Yeah cheers Giz, I think I stiil owe you a beer


Pulled the quick release on my container once, watched it whistle in from about 200ft, one flucked up SA80 Later and a visit to the nick when back to the Shot :oops:
I really skiffed my wifes old flat mate by accident once. We were lying in bed one evening when we heard a scream from the kitchen. I got dressed and walked in. Tanya (the flat mate) had just washed up her lunch box and was draining the water when she caught sight of a used condom in the sink where she had just cleaned all her stuff! Tanya was not very happy with either me or Mrs P_L for quite some time.
On a FIBUA ex at Longmoor a few years back we were holding a room and got counter-attacked. I look around and see my mates gat in bits.
"I was giving it a quick clean."
He quickly puts it back together and we bug out the back, live to fight another day an all that.

As we get together to take another biulding I notice his weapon looks funny.
"I lost the cocking handle so I just lodged a twig in there for now." (It was the old A1 so luckly the twig worked better.)
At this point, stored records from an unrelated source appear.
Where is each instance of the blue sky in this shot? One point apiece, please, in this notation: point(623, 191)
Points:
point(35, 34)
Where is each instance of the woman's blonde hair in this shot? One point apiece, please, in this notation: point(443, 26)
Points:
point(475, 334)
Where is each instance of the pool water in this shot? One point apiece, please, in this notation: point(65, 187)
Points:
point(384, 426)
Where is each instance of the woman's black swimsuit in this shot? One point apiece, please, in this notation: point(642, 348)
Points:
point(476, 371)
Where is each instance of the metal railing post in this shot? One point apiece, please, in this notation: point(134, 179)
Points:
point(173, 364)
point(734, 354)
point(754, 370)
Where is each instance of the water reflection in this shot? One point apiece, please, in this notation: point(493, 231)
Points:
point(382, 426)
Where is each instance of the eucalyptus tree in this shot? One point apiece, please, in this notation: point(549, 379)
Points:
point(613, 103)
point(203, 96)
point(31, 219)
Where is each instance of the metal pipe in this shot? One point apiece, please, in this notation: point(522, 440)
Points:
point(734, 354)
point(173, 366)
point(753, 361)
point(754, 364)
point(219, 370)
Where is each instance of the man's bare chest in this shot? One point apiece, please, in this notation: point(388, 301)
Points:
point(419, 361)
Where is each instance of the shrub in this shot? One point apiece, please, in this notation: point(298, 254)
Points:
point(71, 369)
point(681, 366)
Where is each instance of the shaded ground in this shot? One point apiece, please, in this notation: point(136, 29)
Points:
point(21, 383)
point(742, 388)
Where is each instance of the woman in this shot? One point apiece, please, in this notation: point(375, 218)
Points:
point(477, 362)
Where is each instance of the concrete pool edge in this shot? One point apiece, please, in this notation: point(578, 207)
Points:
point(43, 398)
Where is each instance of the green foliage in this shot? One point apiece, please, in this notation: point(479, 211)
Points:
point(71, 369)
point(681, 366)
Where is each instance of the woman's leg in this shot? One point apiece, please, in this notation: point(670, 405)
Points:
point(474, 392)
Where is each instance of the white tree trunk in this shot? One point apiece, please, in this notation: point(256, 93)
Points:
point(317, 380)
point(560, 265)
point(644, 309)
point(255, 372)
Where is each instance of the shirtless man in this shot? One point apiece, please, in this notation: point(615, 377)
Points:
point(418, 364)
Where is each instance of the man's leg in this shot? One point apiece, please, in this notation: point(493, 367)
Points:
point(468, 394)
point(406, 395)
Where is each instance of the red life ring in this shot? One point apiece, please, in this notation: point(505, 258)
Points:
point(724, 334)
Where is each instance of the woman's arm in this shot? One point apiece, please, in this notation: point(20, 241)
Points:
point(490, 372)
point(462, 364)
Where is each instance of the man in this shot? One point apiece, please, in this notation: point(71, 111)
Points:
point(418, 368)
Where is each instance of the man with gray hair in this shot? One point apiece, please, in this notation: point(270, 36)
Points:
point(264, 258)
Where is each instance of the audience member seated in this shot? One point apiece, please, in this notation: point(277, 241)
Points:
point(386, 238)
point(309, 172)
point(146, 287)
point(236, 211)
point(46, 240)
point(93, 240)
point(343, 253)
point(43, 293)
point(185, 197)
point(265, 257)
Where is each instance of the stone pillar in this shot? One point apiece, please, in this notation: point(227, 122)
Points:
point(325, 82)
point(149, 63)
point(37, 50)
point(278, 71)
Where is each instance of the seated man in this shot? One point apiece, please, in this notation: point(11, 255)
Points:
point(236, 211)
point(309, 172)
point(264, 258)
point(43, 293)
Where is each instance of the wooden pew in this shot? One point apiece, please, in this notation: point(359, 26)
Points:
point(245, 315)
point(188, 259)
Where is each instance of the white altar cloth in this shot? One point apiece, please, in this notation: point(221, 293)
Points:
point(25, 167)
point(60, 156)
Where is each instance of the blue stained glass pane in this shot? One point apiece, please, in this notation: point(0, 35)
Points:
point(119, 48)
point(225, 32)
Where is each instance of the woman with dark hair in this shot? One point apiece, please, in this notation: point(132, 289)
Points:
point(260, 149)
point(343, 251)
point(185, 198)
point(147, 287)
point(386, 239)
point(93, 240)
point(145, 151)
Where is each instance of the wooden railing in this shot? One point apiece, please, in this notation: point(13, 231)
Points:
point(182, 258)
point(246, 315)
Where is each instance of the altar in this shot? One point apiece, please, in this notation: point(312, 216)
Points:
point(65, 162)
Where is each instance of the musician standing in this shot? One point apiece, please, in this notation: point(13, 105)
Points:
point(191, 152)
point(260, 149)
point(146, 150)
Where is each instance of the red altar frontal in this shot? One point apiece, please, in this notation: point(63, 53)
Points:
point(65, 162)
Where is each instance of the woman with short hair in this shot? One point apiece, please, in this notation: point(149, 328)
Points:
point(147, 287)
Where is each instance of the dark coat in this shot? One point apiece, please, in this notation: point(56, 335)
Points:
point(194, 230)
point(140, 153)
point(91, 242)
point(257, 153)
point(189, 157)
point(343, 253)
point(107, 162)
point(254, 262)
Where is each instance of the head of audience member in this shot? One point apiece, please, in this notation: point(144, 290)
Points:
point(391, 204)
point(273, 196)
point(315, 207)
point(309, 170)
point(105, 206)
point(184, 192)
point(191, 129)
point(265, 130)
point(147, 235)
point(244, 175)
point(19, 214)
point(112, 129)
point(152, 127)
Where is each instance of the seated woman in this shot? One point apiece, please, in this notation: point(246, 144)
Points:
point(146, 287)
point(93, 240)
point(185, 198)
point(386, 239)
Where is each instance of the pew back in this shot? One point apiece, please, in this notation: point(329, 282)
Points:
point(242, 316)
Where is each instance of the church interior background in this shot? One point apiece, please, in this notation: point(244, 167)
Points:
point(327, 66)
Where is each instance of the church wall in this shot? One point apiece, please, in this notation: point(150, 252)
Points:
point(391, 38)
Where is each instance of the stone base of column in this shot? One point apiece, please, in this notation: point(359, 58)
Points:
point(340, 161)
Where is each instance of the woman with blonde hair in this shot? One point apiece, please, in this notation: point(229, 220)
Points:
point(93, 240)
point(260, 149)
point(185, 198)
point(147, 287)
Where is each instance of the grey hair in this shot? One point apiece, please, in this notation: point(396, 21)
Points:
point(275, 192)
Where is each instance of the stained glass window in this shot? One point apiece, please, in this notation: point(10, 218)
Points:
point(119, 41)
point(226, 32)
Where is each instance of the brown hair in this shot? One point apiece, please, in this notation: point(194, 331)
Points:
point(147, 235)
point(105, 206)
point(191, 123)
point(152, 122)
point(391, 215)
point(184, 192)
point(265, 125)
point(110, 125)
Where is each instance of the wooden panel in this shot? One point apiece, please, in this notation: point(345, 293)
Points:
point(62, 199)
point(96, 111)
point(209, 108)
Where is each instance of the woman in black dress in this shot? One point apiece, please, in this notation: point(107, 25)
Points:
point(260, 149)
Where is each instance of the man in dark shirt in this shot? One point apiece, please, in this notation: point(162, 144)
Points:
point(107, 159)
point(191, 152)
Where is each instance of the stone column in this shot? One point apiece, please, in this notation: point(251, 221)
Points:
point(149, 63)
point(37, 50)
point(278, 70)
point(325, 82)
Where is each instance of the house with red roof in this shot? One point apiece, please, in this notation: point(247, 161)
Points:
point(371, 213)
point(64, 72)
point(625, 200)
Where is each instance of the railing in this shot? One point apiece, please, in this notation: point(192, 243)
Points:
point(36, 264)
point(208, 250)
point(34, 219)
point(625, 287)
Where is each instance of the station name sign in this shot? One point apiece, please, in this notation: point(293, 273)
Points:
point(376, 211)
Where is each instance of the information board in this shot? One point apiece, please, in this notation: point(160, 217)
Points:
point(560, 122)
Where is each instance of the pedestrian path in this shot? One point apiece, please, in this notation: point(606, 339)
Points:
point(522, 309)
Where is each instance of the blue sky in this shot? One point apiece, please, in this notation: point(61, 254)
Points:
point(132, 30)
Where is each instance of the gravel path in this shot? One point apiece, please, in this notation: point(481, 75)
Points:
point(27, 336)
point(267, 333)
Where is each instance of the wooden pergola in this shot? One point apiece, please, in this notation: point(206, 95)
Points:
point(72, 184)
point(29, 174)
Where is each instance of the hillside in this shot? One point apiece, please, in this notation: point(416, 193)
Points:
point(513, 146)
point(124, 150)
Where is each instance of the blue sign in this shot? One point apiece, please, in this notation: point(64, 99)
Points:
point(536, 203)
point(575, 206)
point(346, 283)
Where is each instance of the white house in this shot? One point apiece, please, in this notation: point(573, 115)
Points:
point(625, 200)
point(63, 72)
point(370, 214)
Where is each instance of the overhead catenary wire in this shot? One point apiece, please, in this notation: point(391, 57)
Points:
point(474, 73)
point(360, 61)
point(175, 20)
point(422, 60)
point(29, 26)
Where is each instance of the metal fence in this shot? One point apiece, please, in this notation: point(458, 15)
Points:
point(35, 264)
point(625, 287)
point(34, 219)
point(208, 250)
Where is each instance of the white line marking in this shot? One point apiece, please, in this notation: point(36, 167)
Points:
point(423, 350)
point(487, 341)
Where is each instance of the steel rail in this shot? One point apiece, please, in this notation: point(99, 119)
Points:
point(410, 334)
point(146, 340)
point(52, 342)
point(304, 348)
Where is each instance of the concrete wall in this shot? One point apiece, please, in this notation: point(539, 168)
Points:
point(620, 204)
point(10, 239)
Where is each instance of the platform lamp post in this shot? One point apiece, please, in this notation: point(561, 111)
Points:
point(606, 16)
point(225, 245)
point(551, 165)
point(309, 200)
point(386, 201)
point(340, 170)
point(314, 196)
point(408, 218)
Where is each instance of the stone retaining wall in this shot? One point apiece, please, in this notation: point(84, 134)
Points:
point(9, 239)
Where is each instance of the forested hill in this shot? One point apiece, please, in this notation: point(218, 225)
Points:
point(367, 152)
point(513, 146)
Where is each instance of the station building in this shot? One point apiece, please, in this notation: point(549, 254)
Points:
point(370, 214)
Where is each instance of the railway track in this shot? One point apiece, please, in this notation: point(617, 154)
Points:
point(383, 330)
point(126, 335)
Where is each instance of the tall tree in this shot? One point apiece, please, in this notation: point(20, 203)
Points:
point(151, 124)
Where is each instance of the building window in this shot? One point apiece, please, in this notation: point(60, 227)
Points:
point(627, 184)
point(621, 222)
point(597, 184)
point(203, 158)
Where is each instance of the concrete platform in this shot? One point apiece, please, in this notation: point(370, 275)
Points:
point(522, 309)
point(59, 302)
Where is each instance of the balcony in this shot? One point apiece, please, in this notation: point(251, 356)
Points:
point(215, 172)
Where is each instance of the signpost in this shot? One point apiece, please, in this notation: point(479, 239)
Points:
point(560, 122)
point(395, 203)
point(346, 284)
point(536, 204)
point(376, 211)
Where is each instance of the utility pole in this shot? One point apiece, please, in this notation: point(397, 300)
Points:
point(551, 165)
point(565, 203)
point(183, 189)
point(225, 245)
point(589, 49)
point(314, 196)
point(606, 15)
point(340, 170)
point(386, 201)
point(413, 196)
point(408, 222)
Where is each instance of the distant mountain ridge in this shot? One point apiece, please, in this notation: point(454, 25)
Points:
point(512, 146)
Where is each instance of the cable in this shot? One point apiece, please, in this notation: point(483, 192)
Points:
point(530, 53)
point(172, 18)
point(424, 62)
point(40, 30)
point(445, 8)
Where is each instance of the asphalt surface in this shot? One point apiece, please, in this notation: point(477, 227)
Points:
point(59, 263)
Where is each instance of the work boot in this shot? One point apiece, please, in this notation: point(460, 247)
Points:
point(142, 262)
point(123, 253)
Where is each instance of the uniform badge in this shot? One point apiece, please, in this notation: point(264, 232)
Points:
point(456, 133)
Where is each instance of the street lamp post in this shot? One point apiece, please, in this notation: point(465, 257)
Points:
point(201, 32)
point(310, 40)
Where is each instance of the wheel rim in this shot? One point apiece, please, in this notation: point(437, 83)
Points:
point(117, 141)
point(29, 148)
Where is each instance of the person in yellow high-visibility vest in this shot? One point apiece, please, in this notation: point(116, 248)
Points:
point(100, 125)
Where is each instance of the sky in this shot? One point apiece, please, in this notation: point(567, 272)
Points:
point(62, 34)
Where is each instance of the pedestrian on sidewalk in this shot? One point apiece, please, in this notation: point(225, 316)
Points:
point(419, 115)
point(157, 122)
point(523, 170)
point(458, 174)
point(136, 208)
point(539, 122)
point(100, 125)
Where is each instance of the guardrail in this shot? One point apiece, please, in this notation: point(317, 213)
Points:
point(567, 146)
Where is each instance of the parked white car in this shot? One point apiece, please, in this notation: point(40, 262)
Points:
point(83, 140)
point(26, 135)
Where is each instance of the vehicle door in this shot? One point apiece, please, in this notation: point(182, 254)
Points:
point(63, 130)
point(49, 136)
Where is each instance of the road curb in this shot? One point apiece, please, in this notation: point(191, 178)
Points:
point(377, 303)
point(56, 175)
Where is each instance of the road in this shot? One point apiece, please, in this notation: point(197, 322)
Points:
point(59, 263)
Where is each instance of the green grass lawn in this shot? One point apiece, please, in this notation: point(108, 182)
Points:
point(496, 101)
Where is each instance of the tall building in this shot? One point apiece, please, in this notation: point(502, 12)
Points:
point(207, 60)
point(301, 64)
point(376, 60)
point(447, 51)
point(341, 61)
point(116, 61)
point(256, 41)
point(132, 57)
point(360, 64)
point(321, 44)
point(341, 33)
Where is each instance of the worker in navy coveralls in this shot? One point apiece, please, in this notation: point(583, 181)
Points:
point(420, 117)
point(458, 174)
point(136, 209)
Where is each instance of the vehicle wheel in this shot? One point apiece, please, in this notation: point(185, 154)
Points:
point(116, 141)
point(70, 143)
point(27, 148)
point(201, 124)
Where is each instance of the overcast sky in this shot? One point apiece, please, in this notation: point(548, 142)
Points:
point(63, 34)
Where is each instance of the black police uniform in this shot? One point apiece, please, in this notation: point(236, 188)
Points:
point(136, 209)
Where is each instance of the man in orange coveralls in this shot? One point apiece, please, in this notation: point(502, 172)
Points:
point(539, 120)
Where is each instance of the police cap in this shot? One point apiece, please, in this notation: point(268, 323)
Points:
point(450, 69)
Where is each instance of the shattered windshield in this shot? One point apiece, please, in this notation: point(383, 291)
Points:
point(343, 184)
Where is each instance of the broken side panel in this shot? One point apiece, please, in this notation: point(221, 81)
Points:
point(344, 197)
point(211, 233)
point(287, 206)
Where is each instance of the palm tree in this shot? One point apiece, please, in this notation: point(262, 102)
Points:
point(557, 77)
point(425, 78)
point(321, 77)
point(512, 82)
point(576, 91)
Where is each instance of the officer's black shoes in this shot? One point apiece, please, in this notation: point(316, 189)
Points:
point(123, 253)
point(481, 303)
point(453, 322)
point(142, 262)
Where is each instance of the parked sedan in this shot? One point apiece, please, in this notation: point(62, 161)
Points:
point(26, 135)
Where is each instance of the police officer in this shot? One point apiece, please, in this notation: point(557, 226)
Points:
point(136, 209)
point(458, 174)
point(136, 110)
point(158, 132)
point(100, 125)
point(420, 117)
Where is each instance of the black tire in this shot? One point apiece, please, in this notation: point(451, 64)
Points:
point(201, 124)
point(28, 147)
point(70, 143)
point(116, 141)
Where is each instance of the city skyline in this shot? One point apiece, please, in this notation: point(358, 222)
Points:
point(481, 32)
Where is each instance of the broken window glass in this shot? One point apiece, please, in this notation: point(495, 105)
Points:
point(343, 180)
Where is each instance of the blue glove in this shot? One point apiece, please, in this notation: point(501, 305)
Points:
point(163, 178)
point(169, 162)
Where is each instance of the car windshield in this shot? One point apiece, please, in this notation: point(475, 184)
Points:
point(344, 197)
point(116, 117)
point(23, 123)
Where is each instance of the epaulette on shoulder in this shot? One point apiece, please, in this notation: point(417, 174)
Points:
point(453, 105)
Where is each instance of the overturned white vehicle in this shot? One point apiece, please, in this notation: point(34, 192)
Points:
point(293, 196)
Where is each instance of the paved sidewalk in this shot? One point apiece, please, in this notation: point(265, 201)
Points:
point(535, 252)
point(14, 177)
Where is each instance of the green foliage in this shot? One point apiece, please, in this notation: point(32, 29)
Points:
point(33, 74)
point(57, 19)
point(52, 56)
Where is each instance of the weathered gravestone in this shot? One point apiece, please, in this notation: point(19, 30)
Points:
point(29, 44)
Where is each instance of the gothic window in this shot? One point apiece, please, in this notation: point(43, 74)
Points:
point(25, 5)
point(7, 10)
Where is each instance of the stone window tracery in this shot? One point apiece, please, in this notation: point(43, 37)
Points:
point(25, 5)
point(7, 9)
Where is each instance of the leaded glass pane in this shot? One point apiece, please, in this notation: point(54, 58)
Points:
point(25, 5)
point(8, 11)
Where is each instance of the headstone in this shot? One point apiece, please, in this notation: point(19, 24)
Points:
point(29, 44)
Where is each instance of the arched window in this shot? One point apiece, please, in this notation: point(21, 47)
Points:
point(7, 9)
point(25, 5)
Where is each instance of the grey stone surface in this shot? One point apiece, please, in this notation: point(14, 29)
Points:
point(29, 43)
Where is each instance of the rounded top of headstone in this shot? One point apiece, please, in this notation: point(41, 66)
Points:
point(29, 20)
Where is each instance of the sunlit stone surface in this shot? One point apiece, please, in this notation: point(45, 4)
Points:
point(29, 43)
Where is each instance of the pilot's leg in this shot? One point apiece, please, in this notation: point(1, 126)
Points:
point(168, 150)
This bloke is a legend in my unit, he has some cracking stories, all of which he says never happened.
Driving a 1 tonner with trailer on milan cadre. Went out to pick up exersizing troops, got there minus trailer. It managed to drop off at one of the cattle grids and went for a trip into a ditch. Obviously I did insert the retainig pin in the trailer hitch! (No I didn't, I rammed a bit of 12 guage wire in, that snapped) And I wasn't speeding (my arse). Managed to drag it out, but had a bugger of a job explaining the rather sorry looking electrical connection.
I shot a shermoolie at a house with some paras in it in Imber village. It bounced off the roof and set fire to a strategically placed cornfield.


Burnt a german mobile home to the ground at the southern edge "Dorbaum" Trg Area nr Munster. Lots of interviews with SIB.


the_butler said:
spent a 2 week exercise with the gpmg spare barrel wedged in the cradle poking out of the turret cos I forgot to draw the gpmg from the armoury.

A lot of us did that. :oops:

I got my SMG wedged in the turret for a whole exercise, I kept liberating other peoples when I had to go for briefings.Remember a loader got in the sh*t for turning up for stag without his gat cos i had pinched it for a few a while. He covered for me though, bless him, what a decent chap. He nearly got OCs orders for that one !!
I blew the wrong car up in Belfast.
RUC tasked me to a suspect red Cortina,
For reasons that have always escaped me, a blue Skoda got the lot.
Made a manual approach to the defused Skoda and pronounced it clear, the Police said 'Yeah we already know, what you gonna do about the bomb in the Ford?'
i once heard a story of 2 guys who came down from a watchtower in south armagh went into a certain village,to a players house and raided all his washing off his line and wrote some nasty stuff all over his outside walls!what a shame that was.........but no names will be divulged! :twisted:


You all must have had a charmed life, having thought about it, I could do an A to Z of my dropped one's while I was in....... lol.